Investors also grew increasingly wary about the yen's rise against the US dollar, which weighs on Japanese exporters.
After Trump's comments sent Wall Street shares tumbling, the benchmark Nikkei 225 index gave up 2.5 per cent, or 542.83 points to 21,181.64, marking a fall of 3.25 per cent over the week.
The broader Topix index lost 1.83 per cent, or 31.86 points, to 1,708.34 shedding 2.96 per cent since last Friday.
The losses came as investors were already on edge over the prospect of higher interest rates before Mr Trump's latest trade move.
Mr Trump, at a meeting with American steel and aluminium producers, announced that next week he will sign off on measures designed to protect US companies.
US stocks sold off decisively on the news, with all three main indexes ending sharply lower on worries that tariffs will exacerbate inflation and prompt retaliatory moves by trading partners.
The market feared Mr Trump may further aggravate tense US-China trade relations and sent the US dollar to 105.76 yen in Tokyo from 106.25 yen in New York.
"The Tokyo market has taken over the negative sentiment from New York," said Hikaru Sato, senior technical analyst at Daiwa Securities.
The market found support as the Nikkei index approached the psychologically important 21,000 level, said SMBC Nikko Securities in a note.
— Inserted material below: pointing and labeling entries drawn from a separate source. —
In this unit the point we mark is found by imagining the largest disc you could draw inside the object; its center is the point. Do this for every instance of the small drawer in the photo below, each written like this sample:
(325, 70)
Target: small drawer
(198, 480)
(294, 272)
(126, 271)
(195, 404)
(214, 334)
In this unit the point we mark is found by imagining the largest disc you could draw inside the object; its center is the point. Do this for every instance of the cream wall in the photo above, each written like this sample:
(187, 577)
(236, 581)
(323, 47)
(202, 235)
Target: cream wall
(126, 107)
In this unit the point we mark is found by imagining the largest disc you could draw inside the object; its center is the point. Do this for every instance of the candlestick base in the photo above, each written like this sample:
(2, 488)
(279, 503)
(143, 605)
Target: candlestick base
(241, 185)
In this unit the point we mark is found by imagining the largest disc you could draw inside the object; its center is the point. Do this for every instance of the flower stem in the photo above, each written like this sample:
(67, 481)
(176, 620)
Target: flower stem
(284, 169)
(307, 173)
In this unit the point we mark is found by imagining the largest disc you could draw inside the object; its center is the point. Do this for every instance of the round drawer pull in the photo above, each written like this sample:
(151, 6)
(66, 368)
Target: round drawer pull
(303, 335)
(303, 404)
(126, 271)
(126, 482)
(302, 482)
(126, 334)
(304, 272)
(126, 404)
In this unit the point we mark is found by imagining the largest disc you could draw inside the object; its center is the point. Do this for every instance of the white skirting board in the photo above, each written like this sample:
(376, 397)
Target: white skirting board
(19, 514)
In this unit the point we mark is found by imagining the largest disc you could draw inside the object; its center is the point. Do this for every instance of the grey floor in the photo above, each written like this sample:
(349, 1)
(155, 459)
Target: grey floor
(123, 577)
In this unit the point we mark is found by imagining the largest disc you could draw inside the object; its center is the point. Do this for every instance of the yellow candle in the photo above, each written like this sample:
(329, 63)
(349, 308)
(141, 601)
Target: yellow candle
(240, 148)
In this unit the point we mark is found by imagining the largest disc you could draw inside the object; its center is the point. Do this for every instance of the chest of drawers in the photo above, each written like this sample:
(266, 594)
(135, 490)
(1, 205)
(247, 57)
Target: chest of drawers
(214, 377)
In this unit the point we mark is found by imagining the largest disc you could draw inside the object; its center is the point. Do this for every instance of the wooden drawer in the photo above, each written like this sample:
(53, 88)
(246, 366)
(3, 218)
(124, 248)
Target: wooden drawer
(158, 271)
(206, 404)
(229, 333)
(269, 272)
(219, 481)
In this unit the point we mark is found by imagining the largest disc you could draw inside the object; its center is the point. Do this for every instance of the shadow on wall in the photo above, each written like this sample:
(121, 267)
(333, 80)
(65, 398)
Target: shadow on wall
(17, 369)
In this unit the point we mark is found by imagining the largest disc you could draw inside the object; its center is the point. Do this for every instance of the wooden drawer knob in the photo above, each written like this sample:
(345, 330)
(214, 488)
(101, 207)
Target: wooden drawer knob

"But it was difficult to shake off the global 'risk-off' sentiment, and the market's ability to bounce back from the bottom was fragile," the brokerage wrote.
Tokyo traders largely ignored the improvement in Japan's unemployment rate - it hit the lowest level since April 1993 - announced before the market opened.
Among major shares, leading Japanese steelmaker Nippon Steel & Sumitomo Metal plunged 3.81 per cent to 2,421 yen, while its smaller rival JFE Holdings dropped 2.8 per cent to 2,344.5 yen.
Toyota fell 2.37 per cent to 6,916 yen, while Nissan slipped 1.38 per cent to 1,105 yen and Honda lost 3.78 per cent to 3,686 yen.
Kyocera dropped 2.51 per cent to 6,067 yen following reports that the electronic components maker plans to raise investment to 100 billion yen (S$1.24 million) for the next fiscal year.